Community Capitals - Week Four

Week Four
Author

Community Capitals

Published

June 27, 2025

Introduction:

This week, we explored how counties perform across five key dimensions of strength: Human, Economic, Civic, Infrastructure, and Stability. By breaking these areas into percentile based scores, we can better understand what makes a county strong and how improving even one area might shift overall progress. We also explored how counties perform across five key dimensions of inequality: Economic, Family & Social, Education & Access, Health, and Disaster & Infrastructure, as well as how these inequality domains compare to well being indicators. We also looked at the methodology and performed some cluster analysis.

If we fixed one measure, how would it affect the progress of a county?

What Makes a County Strong?

Counties succeed in different ways. Some offer great schools and health care. Others succeed through strong economies or close-knit communities.

We created five strength scores: Human, Economic, Civic, Infrastructure, and Stability to help explore how counties compare and where they might improve.

Individual Strength Charts To Compare County Levels

Human Strength Score

What it shows: This score reflects how well counties are doing in education, health, and basic personal well-being. It combines things like high school and college graduation rates, English skills, health insurance coverage, and physical health.

Why it matters: Strong human factors mean residents are more prepared to succeed in school, work, and community life.

Economic Strength Score

What it shows: This score measures the overall financial health of a county. It includes income levels, poverty and unemployment rates, GDP per person, and how many people are employed.

Why it matters: Higher scores mean stronger local economies and more job opportunities.

Civic Strength Score

What it shows: This score tracks how active and engaged people are in their communities. It looks at things like volunteering, participation in civic groups, and census response rates.

Why it matters: Civic strength reflects a sense of belonging, trust, and willingness to work together for the common good.

Infrastructure Strength Score

What it shows: This score covers the quality of basic physical and digital infrastructure, including broadband access, plumbing, housing age, commute times, and home values.

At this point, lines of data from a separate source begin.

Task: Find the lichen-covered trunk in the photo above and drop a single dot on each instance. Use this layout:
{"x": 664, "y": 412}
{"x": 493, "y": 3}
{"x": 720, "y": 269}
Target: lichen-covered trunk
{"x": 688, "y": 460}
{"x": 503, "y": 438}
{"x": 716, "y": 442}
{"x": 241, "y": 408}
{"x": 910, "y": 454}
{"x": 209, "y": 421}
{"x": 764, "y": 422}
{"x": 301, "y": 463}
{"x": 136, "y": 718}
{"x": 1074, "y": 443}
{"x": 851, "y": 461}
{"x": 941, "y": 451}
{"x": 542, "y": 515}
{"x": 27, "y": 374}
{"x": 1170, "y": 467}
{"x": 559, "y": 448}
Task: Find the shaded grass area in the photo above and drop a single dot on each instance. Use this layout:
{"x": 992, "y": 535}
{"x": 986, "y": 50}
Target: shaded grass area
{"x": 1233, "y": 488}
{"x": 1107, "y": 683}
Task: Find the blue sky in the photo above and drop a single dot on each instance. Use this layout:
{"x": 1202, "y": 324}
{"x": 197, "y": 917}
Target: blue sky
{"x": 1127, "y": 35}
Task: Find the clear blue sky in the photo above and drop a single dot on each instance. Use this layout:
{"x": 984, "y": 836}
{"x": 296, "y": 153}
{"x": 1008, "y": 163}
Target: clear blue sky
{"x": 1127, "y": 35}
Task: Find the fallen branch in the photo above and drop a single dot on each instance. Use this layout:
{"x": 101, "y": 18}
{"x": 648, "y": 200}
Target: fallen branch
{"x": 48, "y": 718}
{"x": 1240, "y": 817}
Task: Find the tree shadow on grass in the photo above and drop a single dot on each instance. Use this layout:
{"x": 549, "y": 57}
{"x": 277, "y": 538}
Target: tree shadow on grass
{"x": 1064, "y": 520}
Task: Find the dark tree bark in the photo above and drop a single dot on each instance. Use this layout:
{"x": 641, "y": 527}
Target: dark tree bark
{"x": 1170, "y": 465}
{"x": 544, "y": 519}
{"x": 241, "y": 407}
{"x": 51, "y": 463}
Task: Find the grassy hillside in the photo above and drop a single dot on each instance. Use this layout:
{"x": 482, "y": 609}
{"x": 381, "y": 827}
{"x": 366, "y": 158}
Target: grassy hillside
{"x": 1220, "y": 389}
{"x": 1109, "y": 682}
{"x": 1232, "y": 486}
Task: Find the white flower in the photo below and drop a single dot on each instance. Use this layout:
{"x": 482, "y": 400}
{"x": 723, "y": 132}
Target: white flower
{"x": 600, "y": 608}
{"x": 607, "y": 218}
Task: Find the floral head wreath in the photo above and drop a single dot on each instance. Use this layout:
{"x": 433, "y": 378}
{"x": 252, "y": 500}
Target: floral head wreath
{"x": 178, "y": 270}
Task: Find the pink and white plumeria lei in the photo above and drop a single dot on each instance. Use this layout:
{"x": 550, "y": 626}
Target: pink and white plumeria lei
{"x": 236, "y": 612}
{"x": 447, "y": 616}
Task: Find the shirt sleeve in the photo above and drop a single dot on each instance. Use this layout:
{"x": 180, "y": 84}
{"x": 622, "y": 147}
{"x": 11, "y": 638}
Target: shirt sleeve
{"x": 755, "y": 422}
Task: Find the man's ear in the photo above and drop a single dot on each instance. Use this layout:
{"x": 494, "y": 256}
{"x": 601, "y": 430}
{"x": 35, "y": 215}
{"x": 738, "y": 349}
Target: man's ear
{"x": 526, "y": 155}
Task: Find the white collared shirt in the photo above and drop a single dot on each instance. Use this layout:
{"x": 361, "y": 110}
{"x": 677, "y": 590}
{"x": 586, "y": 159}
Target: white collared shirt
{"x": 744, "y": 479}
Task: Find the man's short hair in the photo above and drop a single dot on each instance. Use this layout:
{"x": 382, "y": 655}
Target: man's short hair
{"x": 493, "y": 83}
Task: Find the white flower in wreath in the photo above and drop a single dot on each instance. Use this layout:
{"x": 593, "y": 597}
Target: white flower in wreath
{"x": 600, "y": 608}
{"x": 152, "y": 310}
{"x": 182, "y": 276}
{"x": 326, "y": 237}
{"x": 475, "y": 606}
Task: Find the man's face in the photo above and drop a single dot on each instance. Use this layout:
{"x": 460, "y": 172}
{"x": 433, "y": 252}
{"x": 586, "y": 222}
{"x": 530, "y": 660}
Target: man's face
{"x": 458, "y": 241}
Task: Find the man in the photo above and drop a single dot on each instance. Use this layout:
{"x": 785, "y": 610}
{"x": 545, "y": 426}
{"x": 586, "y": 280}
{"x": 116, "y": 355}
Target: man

Why it matters: Better infrastructure supports healthy living, access to jobs, and future development.

Stability Strength Score

What it shows: This score measures family and social stability. It looks at housing occupancy, family structure (like single-parent rates), age balance, support networks, and racial diversity.

Why it matters: More stable communities tend to be safer, more resilient, and better able to support children and older adults.

County Specific Strength Score Chart

Why Population Might Influence Performance

Large Counties (e.g., Dallas, Johnson):

  • More infrastructure and economic diversity

  • Stronger in GDP, broadband, and education

  • Weaker in civic and stability due to population turnover

Smaller Counties (e.g., Sioux, Madison, Bremer):

  • Stronger community ties and civic engagement

  • Lower unemployment and better insurance coverage

  • Success often driven by close-knit, stable populations

Conclusion: Population size doesn’t define success but it shapes how counties are strong. Big counties lead in infrastructure; smaller ones shine in civic life and stability. These counties highlight what strong or struggling performance looks like.

Variable Comparison Chart

Each strength score (like Human or Economic) is made up of several variables. This chart helps you see which specific variables are helping or hurting a county’s overall strength.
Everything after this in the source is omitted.